In little more than six months the IMO global sulphur cap swings into operation. Even now there is still a great deal of discussion about scrubbers, their effectiveness and the availability of the new fuels. With less than six months to go there is still uncertainty among some in the maritime community as to the preferred options in order to be compliant with the new cap.
Recently BIMCO and INTERTANKO published a joint Q&A report examining the contractual implications of the cap in relation to scrubbers. This is of particular relevance and importance for ship owners and charterers when chartering ships fitted with scrubbers. The majority of those affected by the new regulations have ship plans in place although for some, even at this late stage, there are still ship owners deliberating on scrubbers.
For the past 30 years, Aderco has been supplying fuel treatments to the maritime sector and we understand the needs of ship owners, ship managers and operators. As we approach the summer of 2019 we have been reiterating our advice to our customers that the flushing and cleaning of tanks prior to bunkering new fuel is the most imperative of the tasks needed to be addressed. This is a vital task to avoid non-compliance, with flushing and cleaning of tanks using fuel treatment requiring around six months of fuel treatment use. This is the simplest and most effective way to begin compliance and without the expensive alternative of installing a scrubber.

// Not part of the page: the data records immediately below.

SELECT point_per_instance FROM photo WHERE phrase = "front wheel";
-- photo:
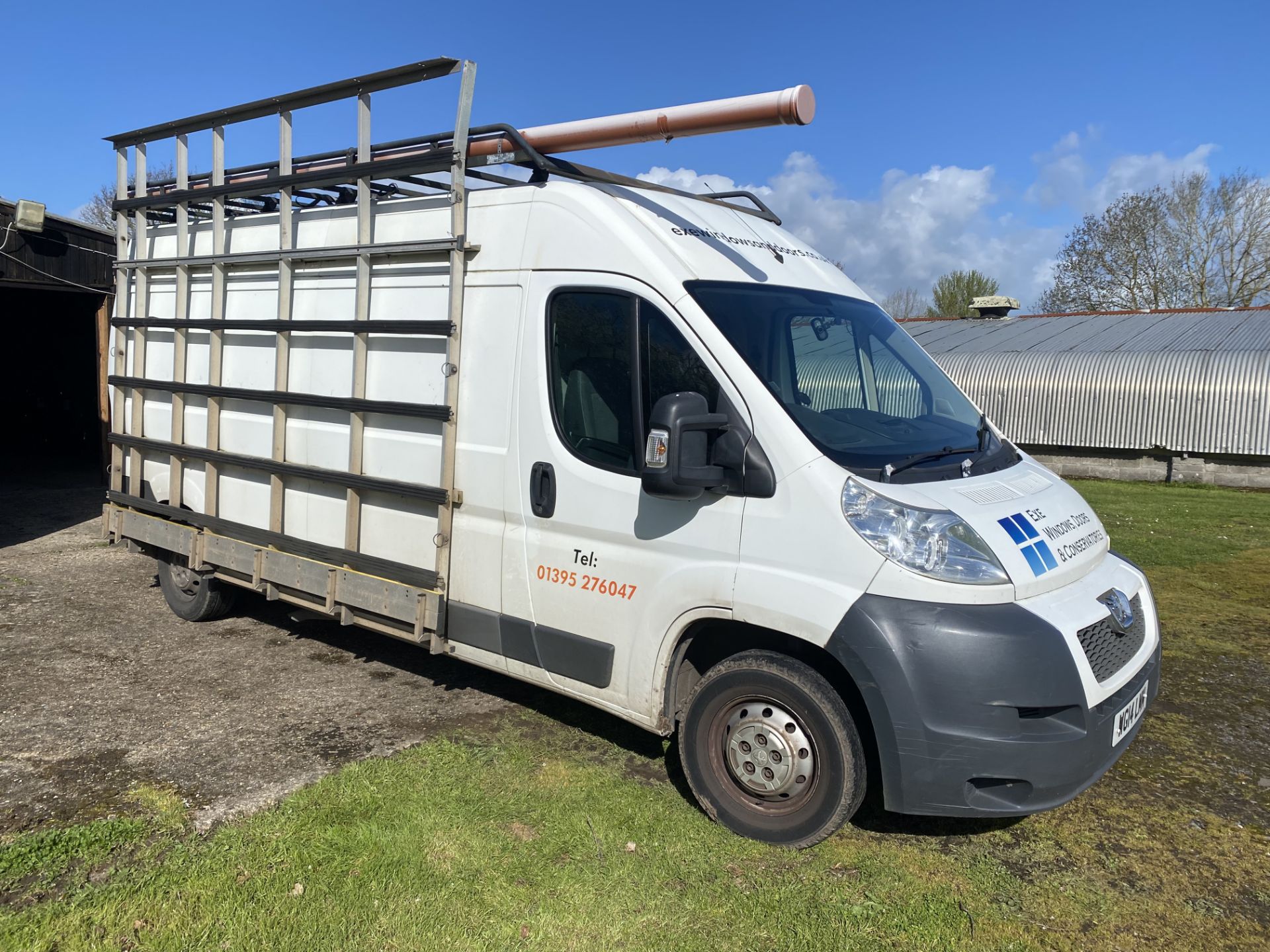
(190, 594)
(771, 752)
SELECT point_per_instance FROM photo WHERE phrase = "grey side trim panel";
(558, 651)
(469, 625)
(519, 640)
(574, 656)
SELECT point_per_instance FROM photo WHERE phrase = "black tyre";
(771, 752)
(190, 596)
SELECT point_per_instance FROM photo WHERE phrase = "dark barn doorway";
(52, 340)
(55, 305)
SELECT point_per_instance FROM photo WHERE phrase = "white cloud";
(917, 227)
(921, 225)
(1066, 178)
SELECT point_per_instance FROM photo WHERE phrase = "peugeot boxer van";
(683, 470)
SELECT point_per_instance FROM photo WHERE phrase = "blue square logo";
(1031, 543)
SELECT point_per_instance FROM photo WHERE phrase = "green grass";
(516, 836)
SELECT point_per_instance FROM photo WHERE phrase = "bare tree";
(98, 210)
(1195, 244)
(904, 303)
(952, 292)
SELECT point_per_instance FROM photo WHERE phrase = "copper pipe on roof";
(788, 107)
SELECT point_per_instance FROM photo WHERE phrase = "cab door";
(609, 568)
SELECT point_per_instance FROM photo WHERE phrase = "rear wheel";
(190, 594)
(771, 752)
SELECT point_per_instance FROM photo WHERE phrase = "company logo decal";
(1031, 543)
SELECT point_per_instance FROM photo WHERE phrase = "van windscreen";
(854, 381)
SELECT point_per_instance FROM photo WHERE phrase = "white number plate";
(1129, 715)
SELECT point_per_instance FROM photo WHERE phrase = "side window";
(591, 376)
(601, 397)
(669, 364)
(900, 393)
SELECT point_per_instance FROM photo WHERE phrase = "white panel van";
(700, 480)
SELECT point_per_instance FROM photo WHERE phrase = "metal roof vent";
(995, 306)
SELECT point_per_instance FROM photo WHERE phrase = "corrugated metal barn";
(1177, 394)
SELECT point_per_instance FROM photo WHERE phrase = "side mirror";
(677, 456)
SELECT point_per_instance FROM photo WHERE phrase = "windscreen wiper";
(890, 470)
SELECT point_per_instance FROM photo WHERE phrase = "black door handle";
(542, 491)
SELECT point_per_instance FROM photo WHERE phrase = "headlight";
(929, 541)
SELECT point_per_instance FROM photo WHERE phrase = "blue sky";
(947, 135)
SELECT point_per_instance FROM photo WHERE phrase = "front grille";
(1109, 649)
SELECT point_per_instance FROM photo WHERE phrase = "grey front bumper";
(978, 710)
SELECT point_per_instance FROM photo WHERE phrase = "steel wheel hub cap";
(185, 579)
(767, 752)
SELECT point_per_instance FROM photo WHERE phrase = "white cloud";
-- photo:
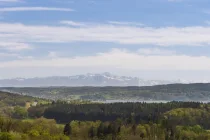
(163, 36)
(207, 22)
(16, 9)
(155, 51)
(175, 0)
(52, 54)
(14, 46)
(117, 58)
(9, 0)
(72, 23)
(125, 23)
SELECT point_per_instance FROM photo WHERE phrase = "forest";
(83, 120)
(173, 92)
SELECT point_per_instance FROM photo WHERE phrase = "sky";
(150, 39)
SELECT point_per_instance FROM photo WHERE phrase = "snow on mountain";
(103, 79)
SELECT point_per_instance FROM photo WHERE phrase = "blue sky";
(151, 39)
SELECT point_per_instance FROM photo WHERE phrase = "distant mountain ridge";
(103, 79)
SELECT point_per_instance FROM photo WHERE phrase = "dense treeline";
(39, 129)
(140, 112)
(96, 121)
(117, 130)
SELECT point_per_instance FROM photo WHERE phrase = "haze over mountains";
(103, 79)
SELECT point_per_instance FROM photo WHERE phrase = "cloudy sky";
(151, 39)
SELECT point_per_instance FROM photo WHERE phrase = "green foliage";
(20, 112)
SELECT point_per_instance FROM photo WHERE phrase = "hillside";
(101, 80)
(13, 105)
(178, 92)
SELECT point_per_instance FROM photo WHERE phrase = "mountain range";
(103, 79)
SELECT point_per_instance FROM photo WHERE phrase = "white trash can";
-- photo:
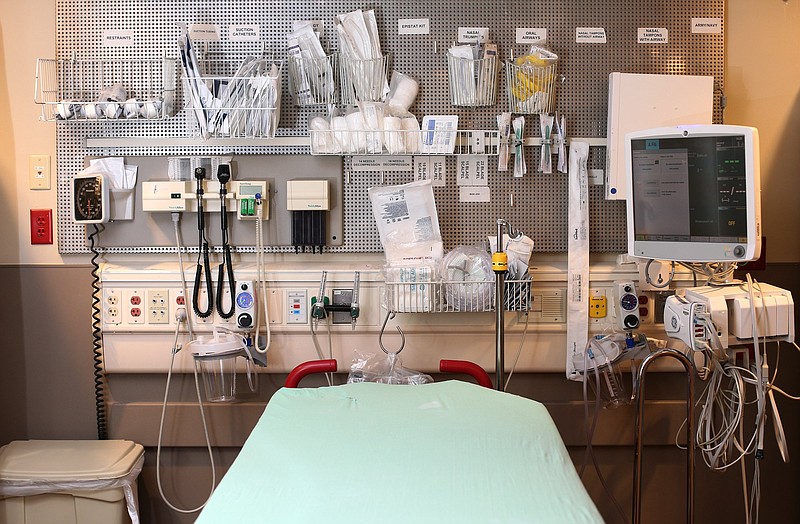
(69, 481)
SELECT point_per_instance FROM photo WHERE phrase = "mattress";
(439, 453)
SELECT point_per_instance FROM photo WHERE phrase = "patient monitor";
(694, 193)
(694, 196)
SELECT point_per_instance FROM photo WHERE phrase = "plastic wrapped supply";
(531, 80)
(407, 223)
(402, 92)
(411, 289)
(372, 113)
(468, 279)
(385, 368)
(311, 71)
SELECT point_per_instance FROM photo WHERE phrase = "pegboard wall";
(539, 201)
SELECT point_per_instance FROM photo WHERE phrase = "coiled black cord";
(97, 341)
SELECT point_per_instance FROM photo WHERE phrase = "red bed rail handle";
(468, 368)
(308, 368)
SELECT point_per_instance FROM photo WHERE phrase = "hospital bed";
(442, 452)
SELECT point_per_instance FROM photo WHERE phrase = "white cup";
(64, 109)
(91, 110)
(151, 109)
(111, 109)
(131, 108)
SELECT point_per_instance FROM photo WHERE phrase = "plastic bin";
(69, 481)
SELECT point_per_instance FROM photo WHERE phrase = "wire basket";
(312, 81)
(472, 83)
(364, 80)
(235, 99)
(119, 89)
(455, 296)
(530, 88)
(336, 136)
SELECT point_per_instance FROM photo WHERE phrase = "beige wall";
(763, 88)
(763, 80)
(28, 32)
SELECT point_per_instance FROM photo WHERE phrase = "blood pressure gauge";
(90, 199)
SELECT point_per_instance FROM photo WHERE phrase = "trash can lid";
(57, 460)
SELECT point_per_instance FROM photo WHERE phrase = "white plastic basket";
(73, 90)
(235, 99)
(472, 83)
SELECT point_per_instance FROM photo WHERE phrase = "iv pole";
(500, 267)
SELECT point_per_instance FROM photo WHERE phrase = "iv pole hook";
(390, 315)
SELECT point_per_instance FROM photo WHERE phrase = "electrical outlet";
(41, 226)
(158, 306)
(342, 297)
(111, 307)
(132, 311)
(177, 301)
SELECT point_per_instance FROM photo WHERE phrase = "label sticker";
(596, 177)
(531, 35)
(422, 168)
(366, 164)
(208, 32)
(317, 25)
(709, 26)
(438, 174)
(397, 164)
(653, 35)
(414, 26)
(118, 38)
(244, 33)
(590, 35)
(471, 35)
(474, 194)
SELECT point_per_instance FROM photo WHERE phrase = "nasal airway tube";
(578, 256)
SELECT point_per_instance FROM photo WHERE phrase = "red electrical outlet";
(41, 226)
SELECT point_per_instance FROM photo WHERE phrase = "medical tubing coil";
(97, 342)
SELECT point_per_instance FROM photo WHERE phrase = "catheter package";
(385, 369)
(407, 223)
(409, 229)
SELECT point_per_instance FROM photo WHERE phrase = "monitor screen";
(694, 193)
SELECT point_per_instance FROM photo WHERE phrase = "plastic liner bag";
(407, 223)
(384, 368)
(31, 487)
(469, 279)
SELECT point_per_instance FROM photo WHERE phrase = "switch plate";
(41, 226)
(296, 310)
(39, 171)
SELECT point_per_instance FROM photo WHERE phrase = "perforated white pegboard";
(539, 200)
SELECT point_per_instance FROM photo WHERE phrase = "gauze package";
(469, 280)
(407, 223)
(411, 289)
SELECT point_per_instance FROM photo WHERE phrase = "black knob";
(244, 320)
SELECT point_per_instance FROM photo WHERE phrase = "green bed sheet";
(448, 452)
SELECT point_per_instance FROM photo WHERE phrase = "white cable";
(261, 276)
(519, 351)
(175, 350)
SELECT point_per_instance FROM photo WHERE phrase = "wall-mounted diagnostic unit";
(90, 199)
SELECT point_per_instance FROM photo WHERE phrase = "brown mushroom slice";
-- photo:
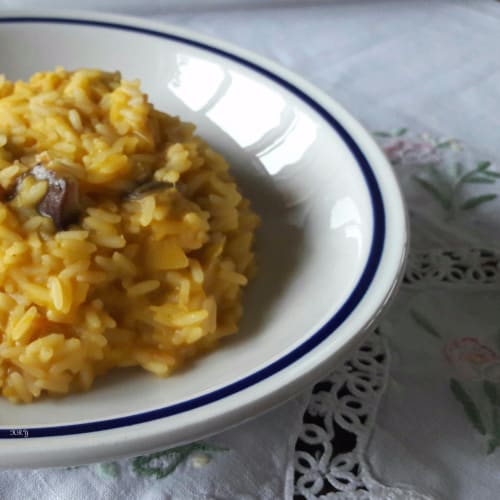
(62, 201)
(146, 188)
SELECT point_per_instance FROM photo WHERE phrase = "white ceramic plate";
(330, 248)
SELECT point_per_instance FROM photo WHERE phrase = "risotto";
(124, 241)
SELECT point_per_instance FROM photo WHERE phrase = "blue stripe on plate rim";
(314, 340)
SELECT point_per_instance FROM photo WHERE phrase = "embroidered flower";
(411, 152)
(469, 356)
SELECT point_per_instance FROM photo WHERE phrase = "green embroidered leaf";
(163, 463)
(490, 389)
(492, 443)
(445, 144)
(434, 191)
(438, 176)
(483, 165)
(468, 405)
(424, 323)
(491, 173)
(477, 200)
(459, 169)
(476, 179)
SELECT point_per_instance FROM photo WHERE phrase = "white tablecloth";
(416, 412)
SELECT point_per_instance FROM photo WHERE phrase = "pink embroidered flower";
(406, 151)
(469, 356)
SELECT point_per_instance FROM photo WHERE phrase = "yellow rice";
(150, 280)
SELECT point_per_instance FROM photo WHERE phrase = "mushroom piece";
(62, 200)
(146, 188)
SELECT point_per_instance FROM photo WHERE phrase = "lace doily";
(443, 184)
(329, 456)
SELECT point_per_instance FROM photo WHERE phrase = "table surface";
(414, 414)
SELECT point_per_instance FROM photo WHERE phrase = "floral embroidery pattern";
(445, 182)
(472, 361)
(158, 465)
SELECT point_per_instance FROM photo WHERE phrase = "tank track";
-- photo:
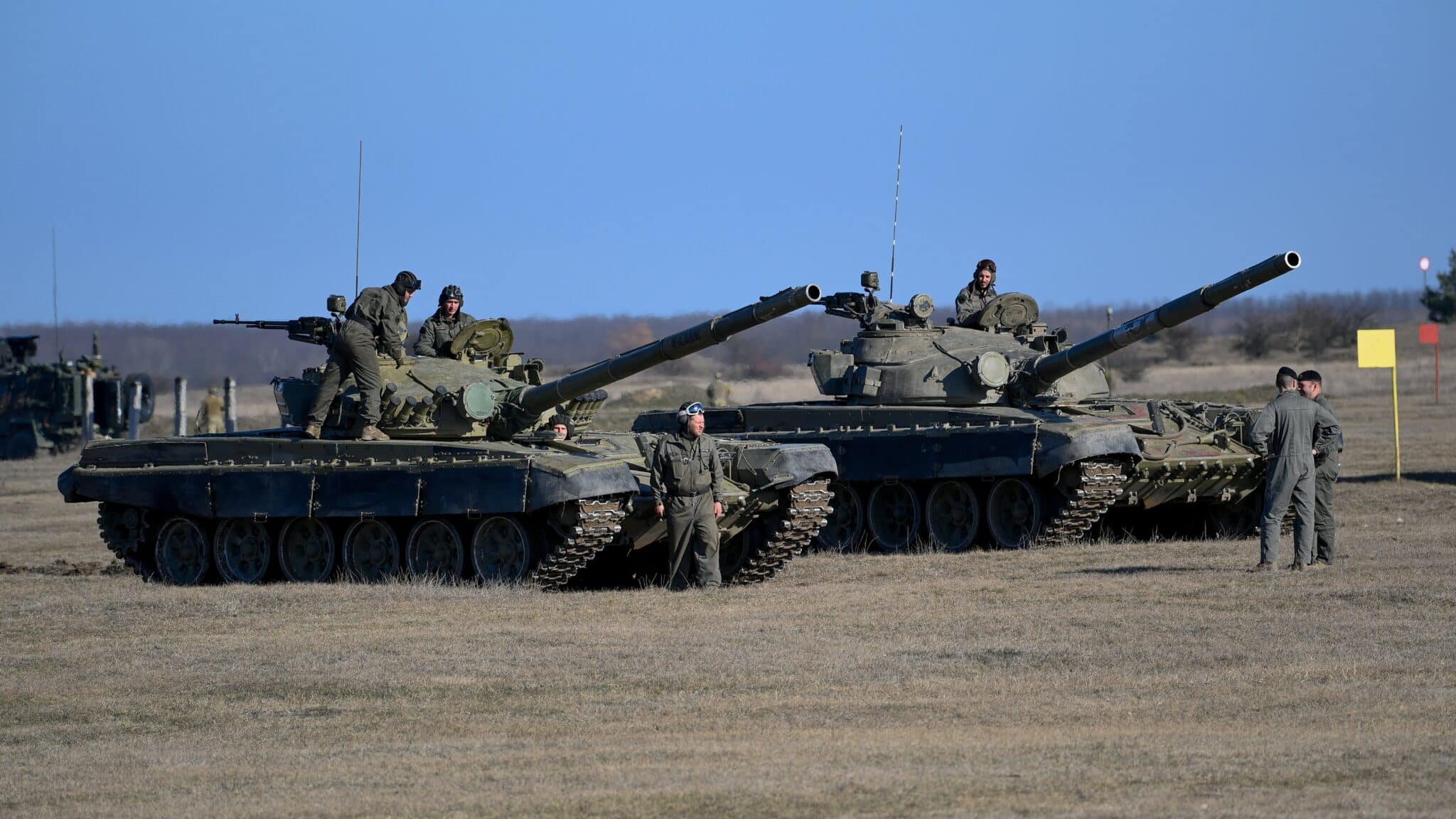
(793, 532)
(1088, 494)
(587, 527)
(123, 542)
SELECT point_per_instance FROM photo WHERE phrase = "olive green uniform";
(210, 416)
(687, 480)
(439, 331)
(1286, 432)
(719, 392)
(1327, 471)
(970, 302)
(372, 323)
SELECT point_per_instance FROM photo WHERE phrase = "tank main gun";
(536, 400)
(1053, 366)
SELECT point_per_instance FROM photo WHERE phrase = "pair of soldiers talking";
(1300, 444)
(376, 323)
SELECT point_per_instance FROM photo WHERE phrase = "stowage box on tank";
(939, 429)
(465, 487)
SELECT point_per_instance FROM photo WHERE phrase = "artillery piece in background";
(44, 405)
(939, 427)
(465, 487)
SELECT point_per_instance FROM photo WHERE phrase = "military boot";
(372, 433)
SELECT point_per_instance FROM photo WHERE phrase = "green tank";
(1004, 432)
(466, 487)
(43, 405)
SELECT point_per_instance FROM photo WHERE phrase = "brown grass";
(1101, 680)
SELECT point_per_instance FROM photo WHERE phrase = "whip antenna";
(358, 223)
(894, 228)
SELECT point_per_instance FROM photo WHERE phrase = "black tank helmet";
(451, 291)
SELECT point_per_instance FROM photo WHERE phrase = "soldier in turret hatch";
(441, 328)
(370, 323)
(976, 295)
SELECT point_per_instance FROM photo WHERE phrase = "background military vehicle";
(939, 427)
(465, 487)
(43, 404)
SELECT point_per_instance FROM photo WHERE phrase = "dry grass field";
(1106, 680)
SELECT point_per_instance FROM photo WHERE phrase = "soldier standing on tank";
(719, 392)
(687, 486)
(975, 296)
(1289, 432)
(211, 416)
(372, 323)
(1327, 471)
(441, 328)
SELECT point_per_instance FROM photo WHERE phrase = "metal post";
(179, 407)
(230, 402)
(89, 413)
(134, 413)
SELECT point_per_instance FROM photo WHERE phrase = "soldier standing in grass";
(687, 486)
(1327, 471)
(1289, 432)
(210, 416)
(372, 323)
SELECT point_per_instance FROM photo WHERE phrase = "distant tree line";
(1312, 324)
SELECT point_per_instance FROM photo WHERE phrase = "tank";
(43, 405)
(1004, 432)
(466, 487)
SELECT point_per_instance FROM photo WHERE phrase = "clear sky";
(554, 159)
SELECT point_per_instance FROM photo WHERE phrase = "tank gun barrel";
(700, 337)
(1181, 309)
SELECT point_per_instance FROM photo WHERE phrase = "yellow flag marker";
(1376, 348)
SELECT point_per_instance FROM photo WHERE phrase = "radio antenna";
(55, 298)
(358, 223)
(894, 228)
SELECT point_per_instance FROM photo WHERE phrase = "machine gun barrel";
(309, 330)
(683, 343)
(1181, 309)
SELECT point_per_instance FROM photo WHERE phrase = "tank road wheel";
(184, 556)
(894, 516)
(846, 523)
(1014, 513)
(306, 550)
(500, 550)
(953, 515)
(242, 550)
(434, 548)
(370, 551)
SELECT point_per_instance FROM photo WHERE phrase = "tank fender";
(782, 465)
(1057, 449)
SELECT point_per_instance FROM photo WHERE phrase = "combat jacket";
(376, 314)
(437, 333)
(970, 304)
(1290, 426)
(686, 466)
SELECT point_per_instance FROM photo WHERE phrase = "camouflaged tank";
(1004, 433)
(466, 487)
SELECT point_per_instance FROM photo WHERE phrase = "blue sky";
(198, 159)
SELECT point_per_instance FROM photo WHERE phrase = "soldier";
(441, 328)
(372, 323)
(687, 486)
(1289, 432)
(975, 296)
(719, 392)
(1327, 471)
(210, 416)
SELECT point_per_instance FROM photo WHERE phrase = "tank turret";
(1008, 358)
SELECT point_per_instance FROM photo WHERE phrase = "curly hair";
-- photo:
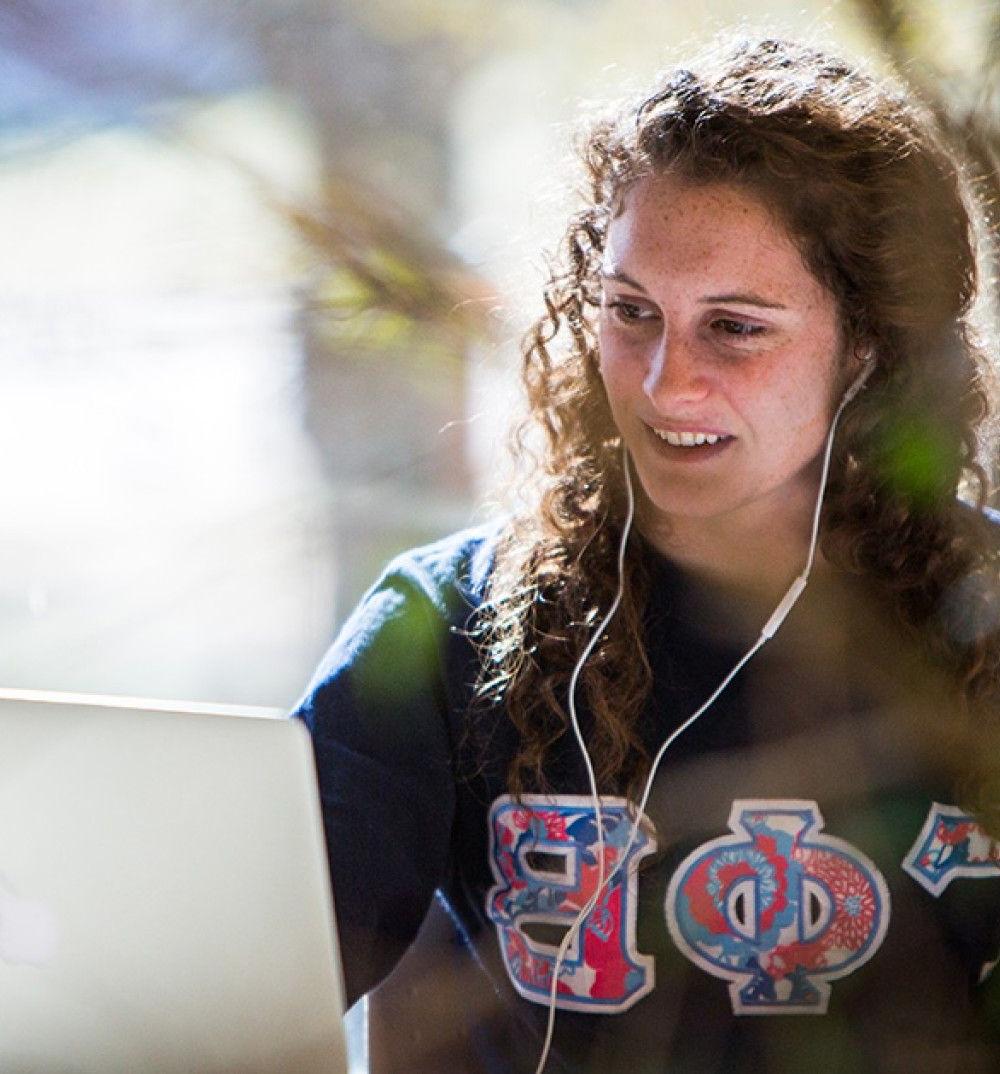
(881, 213)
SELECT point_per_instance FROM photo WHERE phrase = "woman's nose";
(675, 375)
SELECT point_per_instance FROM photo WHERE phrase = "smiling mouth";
(694, 441)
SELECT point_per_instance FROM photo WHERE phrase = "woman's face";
(720, 352)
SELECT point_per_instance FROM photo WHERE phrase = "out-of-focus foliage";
(950, 55)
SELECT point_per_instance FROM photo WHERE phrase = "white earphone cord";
(768, 632)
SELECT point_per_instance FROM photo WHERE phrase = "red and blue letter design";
(951, 844)
(544, 855)
(778, 909)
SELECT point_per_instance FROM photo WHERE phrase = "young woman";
(748, 608)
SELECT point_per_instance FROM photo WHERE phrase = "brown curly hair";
(883, 217)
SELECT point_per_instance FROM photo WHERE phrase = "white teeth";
(686, 439)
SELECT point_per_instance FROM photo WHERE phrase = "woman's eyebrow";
(745, 299)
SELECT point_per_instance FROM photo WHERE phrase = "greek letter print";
(951, 844)
(544, 855)
(778, 909)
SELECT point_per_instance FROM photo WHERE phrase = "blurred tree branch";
(965, 101)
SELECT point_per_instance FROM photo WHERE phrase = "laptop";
(164, 898)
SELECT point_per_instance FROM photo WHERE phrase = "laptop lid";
(164, 898)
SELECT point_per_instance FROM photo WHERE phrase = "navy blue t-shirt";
(806, 895)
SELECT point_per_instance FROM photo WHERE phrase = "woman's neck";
(755, 555)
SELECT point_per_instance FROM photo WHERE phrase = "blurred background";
(265, 263)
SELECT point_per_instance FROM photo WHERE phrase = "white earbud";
(868, 365)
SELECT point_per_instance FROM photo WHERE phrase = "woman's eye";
(734, 327)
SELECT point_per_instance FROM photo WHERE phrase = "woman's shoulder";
(451, 572)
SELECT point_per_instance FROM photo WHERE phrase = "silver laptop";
(164, 901)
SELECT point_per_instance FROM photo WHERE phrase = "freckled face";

The introduction of the new fuels will come with an understandable variable quality depending on the bunkering location and supplied fuel components. There will also be concerns over corrosion, sludge and other contaminants that could have a detrimental effect on many maritime diesel engines. Whether the solution chosen is scrubbers or low-sulphur fuel, these issues will remain. The use of an accredited fuel treatment will remove these contaminants and control the sludge that can often lead to clogged filters and engine breakdowns. At this stage of the journey towards 2020 and with the clock ticking, the question is not whether ship owners have scrubbers but do they have viable alternatives in order to be compliant.